Can atomic loads be merged in the C++ memory model

2020-08-09 07:01发布

问题:

Consider the C++ 11 snippet below. For GCC and clang this compiles to two (sequentially consistent) loads of foo. (Editor's note: compilers do not optimize atomics, see this Q&A for more details, especially http://wg21.link/n4455 standards discussion about the problems this could create which the standard doesn't give programmers tools to work around.
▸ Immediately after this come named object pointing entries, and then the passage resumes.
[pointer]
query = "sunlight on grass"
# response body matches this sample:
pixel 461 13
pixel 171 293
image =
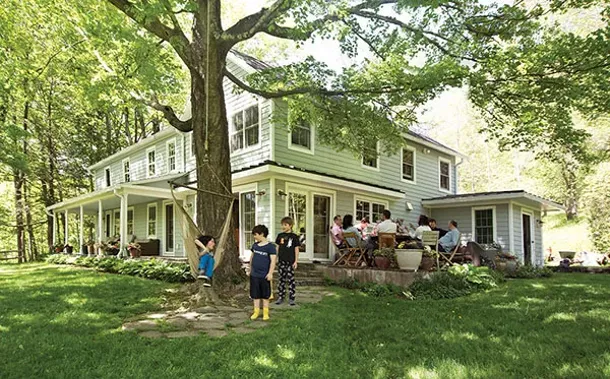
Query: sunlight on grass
pixel 561 317
pixel 285 352
pixel 265 361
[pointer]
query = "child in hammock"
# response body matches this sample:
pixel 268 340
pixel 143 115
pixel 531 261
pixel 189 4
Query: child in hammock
pixel 206 245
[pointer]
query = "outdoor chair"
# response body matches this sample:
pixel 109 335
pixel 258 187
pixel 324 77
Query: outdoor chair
pixel 387 240
pixel 353 254
pixel 448 257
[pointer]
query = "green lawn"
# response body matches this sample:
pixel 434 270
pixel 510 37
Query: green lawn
pixel 65 323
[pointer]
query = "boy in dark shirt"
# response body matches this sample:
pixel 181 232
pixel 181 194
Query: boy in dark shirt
pixel 262 266
pixel 288 255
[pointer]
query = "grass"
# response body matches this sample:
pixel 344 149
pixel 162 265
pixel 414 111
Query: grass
pixel 65 322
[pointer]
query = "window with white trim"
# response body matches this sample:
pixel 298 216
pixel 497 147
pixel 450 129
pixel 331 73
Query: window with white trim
pixel 301 135
pixel 444 169
pixel 244 128
pixel 171 155
pixel 107 176
pixel 151 224
pixel 408 164
pixel 370 155
pixel 151 163
pixel 370 209
pixel 126 170
pixel 484 225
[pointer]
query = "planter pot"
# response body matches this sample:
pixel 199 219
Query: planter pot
pixel 427 263
pixel 382 262
pixel 409 259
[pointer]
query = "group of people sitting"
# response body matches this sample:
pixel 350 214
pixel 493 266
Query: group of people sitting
pixel 367 234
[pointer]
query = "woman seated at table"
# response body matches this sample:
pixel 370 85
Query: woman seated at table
pixel 422 227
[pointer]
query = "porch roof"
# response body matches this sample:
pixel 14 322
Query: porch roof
pixel 493 197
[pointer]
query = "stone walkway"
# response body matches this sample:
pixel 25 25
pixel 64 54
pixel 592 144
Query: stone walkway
pixel 216 321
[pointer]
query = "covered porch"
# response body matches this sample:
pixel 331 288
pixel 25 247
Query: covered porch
pixel 124 211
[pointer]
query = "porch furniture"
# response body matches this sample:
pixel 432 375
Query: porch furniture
pixel 149 247
pixel 353 254
pixel 448 257
pixel 387 240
This language-lawyer Q&A is about the current standard, not what compilers do.)

Does the C++ memory model allow the compiler to merge these two loads into a single load and use the same value for x and y?
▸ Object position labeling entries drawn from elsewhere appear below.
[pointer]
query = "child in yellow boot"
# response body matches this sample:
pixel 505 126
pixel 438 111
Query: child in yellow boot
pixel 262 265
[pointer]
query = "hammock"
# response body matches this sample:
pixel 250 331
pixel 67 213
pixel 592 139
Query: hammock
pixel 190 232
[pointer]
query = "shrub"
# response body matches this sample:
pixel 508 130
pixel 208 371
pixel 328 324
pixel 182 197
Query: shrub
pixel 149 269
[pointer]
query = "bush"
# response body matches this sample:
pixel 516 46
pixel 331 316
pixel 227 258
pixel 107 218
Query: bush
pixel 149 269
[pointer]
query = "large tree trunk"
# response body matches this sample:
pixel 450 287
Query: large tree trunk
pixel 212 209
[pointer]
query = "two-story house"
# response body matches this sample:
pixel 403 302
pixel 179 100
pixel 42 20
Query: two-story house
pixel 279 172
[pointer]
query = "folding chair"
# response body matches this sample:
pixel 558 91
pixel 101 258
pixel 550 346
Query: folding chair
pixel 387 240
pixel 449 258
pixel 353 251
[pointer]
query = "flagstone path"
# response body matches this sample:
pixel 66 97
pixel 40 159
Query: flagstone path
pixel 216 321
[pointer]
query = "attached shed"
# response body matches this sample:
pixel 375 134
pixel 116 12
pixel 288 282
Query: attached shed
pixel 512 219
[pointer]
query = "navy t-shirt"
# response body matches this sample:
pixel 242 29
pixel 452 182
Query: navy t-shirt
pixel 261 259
(Editor's note: this is something the standards group is working on: http://wg21.link/n4455 and http://wg21.link/p0062. The current standard on paper allows behaviours that are undesirable.)


I think it cannot merge these loads, because that means that polling an atomic doesn't work anymore, but I cannot find the relevant part in the memory model documentation.

#include <atomic>
#include <cstdio>

std::atomic<int> foo;

int main(int argc, char **argv)
{
    int x = foo;
    int y = foo;

    printf("%d %d\n", x, y);
    return 0;
}

回答1:

Yes, because we can not observe the difference!

An implementation is allowed to turn your snippet into the following (pseudo-implementation).

int __loaded_foo = foo;

int x = __loaded_foo;
int y = __loaded_foo;

The reason is that there is no way for you to observe the difference between the above, and two separate loads of foo given the guarantees of sequential-consistency.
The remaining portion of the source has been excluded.